VADEMECUM PER LA XVIII GRF – GIORNATA DI RACCOLTA DEL FARMACO
BANCO FARMACEUTICO IN SINTESI
Banco Farmaceutico nasce nel 2000 da un gruppo di persone che, provocate dalla crescente povertà sanitaria, decide di raccogliere farmaci da donare ai bisognosi.
Dal 2000 ad oggi, il secondo sabato di febbraio, si svolge la GRF – Giornata di Raccolta del Farmaco, oggi alla XVIII edizione.
Migliaia di volontari (oltre 14.000) sono presenti nelle farmacie che aderiscono all’iniziativa (oltre 4.000) e invitano i clienti a donare un medicinale da banco, che sarà poi consegnato agli enti assistenziali convenzionati (sono più di 1.700) con la Fondazione Banco Farmaceutico onlus.
La GRF si svolge in 104 provincie italiane e anche nella Repubblica di San Marino. Durante l’edizione del 2017, si sono raccolti 375.240 farmaci, per un controvalore economico pari a circa 2 milioni di euro. Ne hanno beneficiato oltre 580.000 persone assistite dagli enti convenzionati. In 17 anni, inoltre, la GRF ha raccolto oltre 4.400.000 farmaci, per un controvalore commerciale di circa 26 milioni di euro.
 
PERCHÉ È IMPORTANTE PARTECIPARE E DONARE?

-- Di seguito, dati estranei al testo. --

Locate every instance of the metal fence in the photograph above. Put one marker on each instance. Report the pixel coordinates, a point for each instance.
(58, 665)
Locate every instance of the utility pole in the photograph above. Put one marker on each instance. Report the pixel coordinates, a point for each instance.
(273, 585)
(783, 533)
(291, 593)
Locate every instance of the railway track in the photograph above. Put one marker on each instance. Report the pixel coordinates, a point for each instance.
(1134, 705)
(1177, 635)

- UN POVERO PUÒ SPENDERE 29 CENTESIMI AL GIORNO PER CURARSI. Un povero può spendere per curarsi 29 centesimi al giorno, ovvero 106 euro all’anno (14 euro in meno rispetto all’anno precedente), contro i 695 euro (+13 euro) del resto della popolazione. Inoltre, le famiglie povere possono spendere solo il 2,4% del proprio budget in salute (22,18 euro su 905.84 euro mensili), contro il 4,5% (111,92 euro su 2.498,58 euro mensili) delle famiglie non povere.
- AUMENTANO LE RICHIESTE D’AIUTO DA PARTE DEGLI ENTI. Nel 2017 la richiesta di medicinali da parte degli enti assistenziali è cresciuta del 9,7% (contro l’8,3% del 2016 e l’1,3% del 2015). Nel quinquennio 2013-2017 la richiesta è cresciuta del 27,4%, a seguito del costante aumento di poveri assistiti.

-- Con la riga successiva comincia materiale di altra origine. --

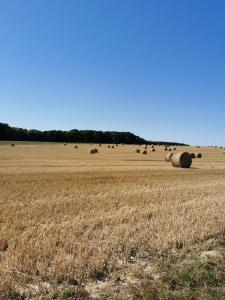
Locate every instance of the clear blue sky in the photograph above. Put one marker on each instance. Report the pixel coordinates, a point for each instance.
(152, 67)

- AUMENTANO I POVERI MINORENNI. Tra i poveri assistiti dagli enti, oltre all’aumento degli stranieri (+6,3%), va rilevato quello dei minorenni (+3.2%). Gli under 18, in particolare, rappresentano il 21,6% degli utenti. La crescita maggiore si evidenzia tra i minorenni italiani (+4,5% in un anno, contro il +1,5% dei minori stranieri).
- ANCHE CHI NON È POVERO FATICA A CURARSI. Il 23% degli italiani ha rinunciato almeno qualche volta ad acquistare farmaci. Rinuncia soprattutto chi ha un titolo di studio basso (40,85%), chi ha più figli (42,1%) e chi vive al Sud (50,6%). Rinunciano casalinghe (40,2%), pensionati (39,8%) e – più di tutti - i lavoratori atipici (51,2%). Chi ha rinunciato a farmaci in 4 casi su 10 ha dovuto ridurre in modo molto consistente anche visite, terapie ed esami. Una persona su tre, in Italia, è stata costretta a rinunciare almeno una volta ad acquistare farmaci o ad accedere a visite, terapie o esami. Il 16% ha cumulato tutte le tipologie di rinuncia. Anche dentro il perimetro degli utenti coperti dal Servizio Sanitario Nazionale ci sono problemi: più del 10% degli intervistati ha rinunciato a visite ospedaliere o a esami del sangue, non potendosi permettere il ticket.
 
MA IL SERVIZIO SANITARIO NAZIONALE NON COPRE IL BISOGNO DI FARMACI?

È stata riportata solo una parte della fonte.